Again, I hope this helps. I would recommend pinging the editor from the peer review to hopefully get more commentary on this nomination. Aoba47 (talk) 16:15, 28 October 2019 (UTC)[reply]

  • I think you are missing a word here (Emery said that he did not the video to be a typical dance music video).
  • Whoops, fixed.
  • For this part (Emery got in touch with Ditch the Label to work on the music video, working with Liam Hackett, their CEO and founder,), I think it should be "its CEO and founder" instead of "their". Aoba47 (talk) 10:59, 29 October 2019 (UTC)[reply]
  • Done.
  • I am wondering if this sentence (The song achieved this within a month of its release, reaching number one on the Beatport overall charts on 16 February 2017) be simplified to either (The song reached number one on the Beatport overall charts on 16 February 2017) or (The song achieved this on 16 February 2017).

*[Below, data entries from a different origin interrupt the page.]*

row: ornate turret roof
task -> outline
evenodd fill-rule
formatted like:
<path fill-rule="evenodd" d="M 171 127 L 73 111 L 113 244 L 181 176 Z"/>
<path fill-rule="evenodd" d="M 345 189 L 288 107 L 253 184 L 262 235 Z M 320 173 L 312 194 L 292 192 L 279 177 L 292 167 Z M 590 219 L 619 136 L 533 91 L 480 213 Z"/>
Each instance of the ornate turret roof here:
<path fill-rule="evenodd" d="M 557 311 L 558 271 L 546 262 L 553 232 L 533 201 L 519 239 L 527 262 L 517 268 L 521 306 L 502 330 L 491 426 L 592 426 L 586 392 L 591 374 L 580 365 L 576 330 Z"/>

There is something slightly repetitive about the sentence.
  • Replaced with your second suggestion.
  • For this sentence ("Saving Light" was voted the 2017 Tune of the Year on Armin van Buuren's radio show A State of Trance and was voted the Best Original Trance track of 2017 by the r/EDM subreddit.), I would remove the second instance of "was voted".
  • Done.
  • I have a comment about this part (The official remixes of "Saving Light" featured electronic music artists Decoy!, Hixxy, Intercom, Notaker, Nwyr, and Ruben de Ronde). Would it be better to just list the two notable artists (i.e. the ones with Wikipedia articles) in the lead?
  • Done.
  • For this part (Haliene released her acoustic version of the song on 30 January 2019), I would simplify "her acoustic version of the song" to "an acoustic version".
  • Done.
  • I have a comment about this part (which they gave to songwriters Roxanne Emery, Haliene, Matthew Steeper, and Karra during a writing session.), specifically the "during a writing session" portion. After reading the Billboard source, it sounds like Emery did not attend the writing session at all, and gave them the demo so they could have something to work on in his absence. I think "for a writing session" would better reflect that as the "during" part makes me think he was present at this session and gave it to these individuals then. Aoba47 (talk) 13:44, 29 October 2019 (UTC)[reply]
  • Done. "During" does kinda sound like he was a part of the session, so "for" sounds like he gave them the material to work on, which is what happened.
  • I would avoid repeating the word "video" twice in this part (Emery said that he did not want the video to be a typical dance music video of him and Standerwick dancing at a festival, instead choosing to produce a video that would "provide hope for those dealing with adversity.").
  • Done, replaced the first "the video" with "it", should be good as that it should be obvious to readers what Emery is referring to.
  • Do you think the lead should include a brief sentence about the song's lyrics?
  • Going off of what the article has on the lyrics, I've added a bit about how the lyrics are intertwined with the music video and what is is generally about.
  • Armada Music should be wikilinked in this part (On 1 November 2017, Armada Music opened voting to select for the 2017 Tune of the Year for) as it is the first and only time it is mentioned in the body of the article. Aoba47 (talk) 13:49, 29 October 2019 (UTC)[reply]
  • Done.

Thank you for addressing everything. I support this for promotion. Aoba47 (talk) 12:56, 30 October 2019 (UTC)[reply]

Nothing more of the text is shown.